As the year has gone on, the transition has become easier. I still use my accommodations but definitely less often than I did at the beginning of the year. The graphs in math class do not bother me as much anymore and I have continued to keep up my grades and my social life to the best of my ability. Recently, I have been going to physical therapy to work on fixing the damaged muscles in my neck, and I’m hoping that this will offer me some relief from my pain. I still have to wear sunglasses in the classroom at times, and I also wear them whenever I am outside or have a bad headache. The lights are still dimmed or off most of the time in my house and the shades are still often shut. Recovering from a brain injury is a lot of hard work, and the progress can be very slow, but little by little, there is progress. I find that I cannot measure my improvement on a daily basis, because it is so slow, but when I look back several months, I can see that there is some.

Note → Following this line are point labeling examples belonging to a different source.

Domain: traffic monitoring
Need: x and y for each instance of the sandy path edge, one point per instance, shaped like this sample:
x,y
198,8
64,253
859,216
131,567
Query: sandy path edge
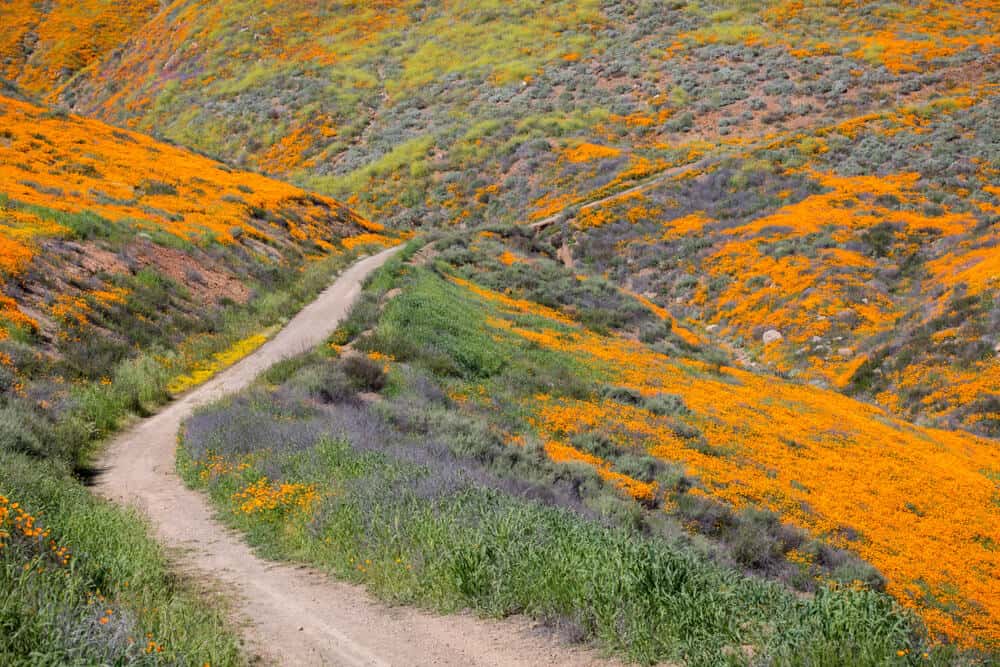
x,y
295,615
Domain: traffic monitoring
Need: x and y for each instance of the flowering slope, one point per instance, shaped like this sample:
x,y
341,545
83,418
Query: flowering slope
x,y
917,503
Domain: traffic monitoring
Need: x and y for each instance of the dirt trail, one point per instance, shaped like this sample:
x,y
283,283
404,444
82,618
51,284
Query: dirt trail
x,y
295,615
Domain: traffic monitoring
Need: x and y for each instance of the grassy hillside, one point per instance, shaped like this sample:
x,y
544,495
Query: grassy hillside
x,y
556,104
457,446
130,270
726,257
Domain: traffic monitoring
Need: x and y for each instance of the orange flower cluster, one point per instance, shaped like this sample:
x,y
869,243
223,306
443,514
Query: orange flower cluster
x,y
215,466
66,37
802,297
73,164
263,496
17,523
918,503
586,152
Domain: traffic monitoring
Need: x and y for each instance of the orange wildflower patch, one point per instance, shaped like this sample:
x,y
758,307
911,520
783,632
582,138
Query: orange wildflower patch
x,y
263,496
16,523
351,242
74,164
915,502
586,152
688,224
508,258
683,333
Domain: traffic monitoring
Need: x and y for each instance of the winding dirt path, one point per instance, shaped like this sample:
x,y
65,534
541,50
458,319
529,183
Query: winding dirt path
x,y
294,615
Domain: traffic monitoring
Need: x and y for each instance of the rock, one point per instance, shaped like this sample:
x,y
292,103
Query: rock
x,y
772,336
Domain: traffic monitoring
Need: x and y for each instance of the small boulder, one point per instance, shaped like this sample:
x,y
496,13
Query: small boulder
x,y
772,336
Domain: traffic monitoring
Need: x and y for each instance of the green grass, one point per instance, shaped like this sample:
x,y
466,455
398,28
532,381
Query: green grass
x,y
453,529
50,614
47,448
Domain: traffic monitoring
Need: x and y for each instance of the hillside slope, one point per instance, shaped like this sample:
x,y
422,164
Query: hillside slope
x,y
130,269
556,104
726,258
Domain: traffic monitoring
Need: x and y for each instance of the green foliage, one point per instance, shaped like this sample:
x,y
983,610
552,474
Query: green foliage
x,y
49,614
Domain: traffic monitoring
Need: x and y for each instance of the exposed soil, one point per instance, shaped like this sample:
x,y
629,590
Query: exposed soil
x,y
294,615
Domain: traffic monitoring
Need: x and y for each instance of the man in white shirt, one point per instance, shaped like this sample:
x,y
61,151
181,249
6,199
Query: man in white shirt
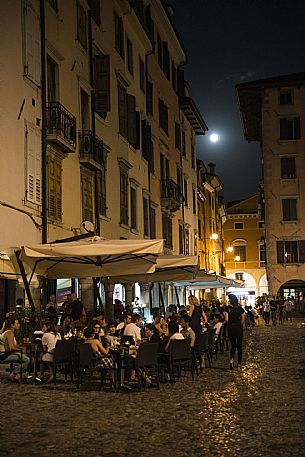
x,y
134,328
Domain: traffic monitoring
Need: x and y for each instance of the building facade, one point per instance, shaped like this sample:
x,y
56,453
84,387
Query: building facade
x,y
273,112
98,129
245,249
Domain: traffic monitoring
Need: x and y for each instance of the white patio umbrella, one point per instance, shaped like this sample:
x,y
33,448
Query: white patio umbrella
x,y
168,268
92,257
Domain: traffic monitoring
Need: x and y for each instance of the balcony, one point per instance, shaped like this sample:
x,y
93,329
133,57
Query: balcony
x,y
171,195
91,150
61,127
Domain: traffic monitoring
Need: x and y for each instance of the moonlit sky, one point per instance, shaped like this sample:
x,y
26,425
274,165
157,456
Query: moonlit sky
x,y
230,41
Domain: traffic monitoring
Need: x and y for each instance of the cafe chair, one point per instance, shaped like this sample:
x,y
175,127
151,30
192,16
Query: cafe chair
x,y
88,364
180,357
147,362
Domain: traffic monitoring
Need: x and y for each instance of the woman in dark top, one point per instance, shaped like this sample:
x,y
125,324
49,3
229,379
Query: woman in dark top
x,y
196,314
235,318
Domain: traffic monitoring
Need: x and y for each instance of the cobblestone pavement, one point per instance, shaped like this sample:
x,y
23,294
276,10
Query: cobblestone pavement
x,y
259,411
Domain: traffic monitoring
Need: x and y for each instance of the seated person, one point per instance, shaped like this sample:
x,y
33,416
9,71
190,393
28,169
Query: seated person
x,y
187,331
9,348
103,360
173,331
134,328
49,340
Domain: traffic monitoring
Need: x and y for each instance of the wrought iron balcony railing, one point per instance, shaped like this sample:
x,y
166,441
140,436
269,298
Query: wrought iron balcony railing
x,y
61,125
91,148
171,195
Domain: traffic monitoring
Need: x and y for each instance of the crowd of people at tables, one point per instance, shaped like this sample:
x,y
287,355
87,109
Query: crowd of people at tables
x,y
105,335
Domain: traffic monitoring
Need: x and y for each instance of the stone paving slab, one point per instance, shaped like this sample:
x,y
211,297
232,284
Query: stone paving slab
x,y
258,412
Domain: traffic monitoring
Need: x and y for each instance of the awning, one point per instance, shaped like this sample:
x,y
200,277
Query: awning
x,y
169,268
7,269
92,257
208,281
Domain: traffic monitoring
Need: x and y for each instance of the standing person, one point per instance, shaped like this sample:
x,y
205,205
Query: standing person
x,y
196,314
273,311
288,306
266,311
235,318
76,307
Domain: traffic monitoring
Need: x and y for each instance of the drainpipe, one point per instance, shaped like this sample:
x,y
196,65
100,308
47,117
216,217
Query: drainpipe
x,y
44,196
44,202
91,78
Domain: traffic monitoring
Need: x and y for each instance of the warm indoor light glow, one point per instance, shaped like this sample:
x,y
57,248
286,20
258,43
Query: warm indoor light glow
x,y
214,137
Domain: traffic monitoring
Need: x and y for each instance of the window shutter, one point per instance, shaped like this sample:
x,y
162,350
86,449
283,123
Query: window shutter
x,y
58,191
32,37
280,251
131,120
297,128
122,111
149,97
102,84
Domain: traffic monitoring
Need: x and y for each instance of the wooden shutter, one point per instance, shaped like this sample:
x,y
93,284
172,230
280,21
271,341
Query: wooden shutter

Every day at school, I am still symptomatic but to a lesser degree now, and some days are worse than others. I still have the constant headache, the sharp pains, light/noise sensitivity, trouble concentrating, fatigue, and some memory problems. I no longer have balance problems, my listening comprehension has improved, I have less headaches, I can walk up a hill without provoking more headaches, my sleep has improved, my concentration has improved, I am less fatigued, I can read faster than in the beginning of the school year, I can socialize more and I can go to different, more commotion filled places. One of the things I have found most helpful is the journal I have been keeping throughout my recovery. I tracked my daily progress in the beginning, and that tracking gave me something to do, and was something that I could control. I recommend writing things down or journaling to anyone with a brain injury.

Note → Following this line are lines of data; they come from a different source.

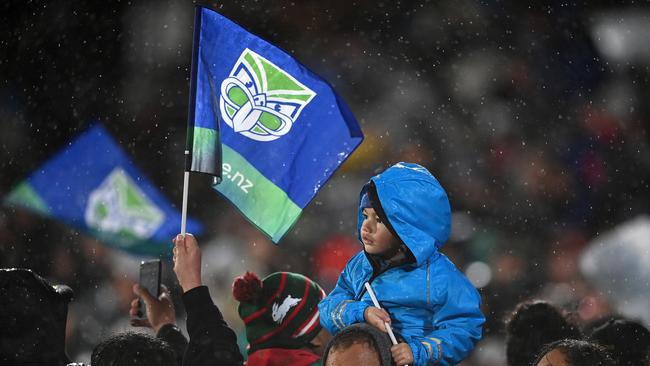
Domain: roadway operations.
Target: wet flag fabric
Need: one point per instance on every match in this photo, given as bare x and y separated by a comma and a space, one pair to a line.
284, 130
92, 186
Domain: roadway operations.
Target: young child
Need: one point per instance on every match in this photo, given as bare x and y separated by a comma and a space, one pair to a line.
404, 217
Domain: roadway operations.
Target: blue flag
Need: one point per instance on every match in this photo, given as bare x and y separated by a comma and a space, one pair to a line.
92, 186
284, 130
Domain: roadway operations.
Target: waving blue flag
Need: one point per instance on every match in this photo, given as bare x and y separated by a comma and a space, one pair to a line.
284, 130
92, 186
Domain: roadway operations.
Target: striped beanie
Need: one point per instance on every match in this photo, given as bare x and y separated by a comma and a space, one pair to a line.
280, 311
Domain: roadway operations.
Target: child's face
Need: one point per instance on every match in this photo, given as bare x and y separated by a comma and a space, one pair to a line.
375, 235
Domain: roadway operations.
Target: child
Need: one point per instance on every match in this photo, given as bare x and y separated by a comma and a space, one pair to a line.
404, 217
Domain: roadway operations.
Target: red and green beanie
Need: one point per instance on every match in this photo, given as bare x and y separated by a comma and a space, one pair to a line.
280, 311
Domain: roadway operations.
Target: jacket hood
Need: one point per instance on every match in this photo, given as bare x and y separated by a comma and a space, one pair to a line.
416, 206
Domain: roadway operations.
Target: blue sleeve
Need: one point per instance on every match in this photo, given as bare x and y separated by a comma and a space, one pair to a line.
458, 325
339, 309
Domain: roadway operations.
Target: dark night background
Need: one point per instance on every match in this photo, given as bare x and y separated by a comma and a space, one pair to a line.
534, 118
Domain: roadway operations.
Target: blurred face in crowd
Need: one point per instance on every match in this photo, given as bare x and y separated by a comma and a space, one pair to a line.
356, 354
553, 358
375, 236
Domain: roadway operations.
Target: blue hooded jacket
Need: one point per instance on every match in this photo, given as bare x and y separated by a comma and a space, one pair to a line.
431, 304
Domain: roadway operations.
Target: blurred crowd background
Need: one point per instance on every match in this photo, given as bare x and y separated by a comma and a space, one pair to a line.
533, 116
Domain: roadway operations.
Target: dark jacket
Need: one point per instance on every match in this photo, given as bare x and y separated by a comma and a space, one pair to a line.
212, 342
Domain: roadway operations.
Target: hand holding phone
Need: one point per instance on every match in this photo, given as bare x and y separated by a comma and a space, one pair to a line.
157, 308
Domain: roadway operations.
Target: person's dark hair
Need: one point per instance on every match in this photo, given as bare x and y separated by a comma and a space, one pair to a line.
362, 334
578, 353
33, 319
532, 325
628, 341
127, 349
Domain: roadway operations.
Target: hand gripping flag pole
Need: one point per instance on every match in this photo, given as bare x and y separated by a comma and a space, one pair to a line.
389, 330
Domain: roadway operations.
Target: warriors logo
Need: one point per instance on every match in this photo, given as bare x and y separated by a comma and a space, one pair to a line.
118, 206
260, 100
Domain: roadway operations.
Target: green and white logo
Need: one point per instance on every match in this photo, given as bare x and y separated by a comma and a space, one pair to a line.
118, 206
260, 100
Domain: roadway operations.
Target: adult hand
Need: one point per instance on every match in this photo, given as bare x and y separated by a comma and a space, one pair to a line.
402, 354
187, 261
376, 317
160, 311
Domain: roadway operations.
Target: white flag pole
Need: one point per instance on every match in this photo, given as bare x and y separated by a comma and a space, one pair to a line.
186, 184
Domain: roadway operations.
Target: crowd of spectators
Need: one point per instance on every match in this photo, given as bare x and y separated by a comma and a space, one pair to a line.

Since suffering my brain injury, I have become much more sympathetic towards others. I look at life in a different way; I am more accepting of everyone and look at the good in each person.

Any type of brain injury, even a “minor” concussion, is a serious matter. Since every person’s brain is unique to them, so is every brain injury. There is no standard recovery rate or severity of symptoms, so parents, school administrators, teachers, coaches, players, and students need to learn how to recognize the symptoms of concussions and brain injury, and take a proper course of action for each person to recover. Although concussions are called the “invisible injury”, they are very real, and must be treated properly in order for healing and recovery to occur.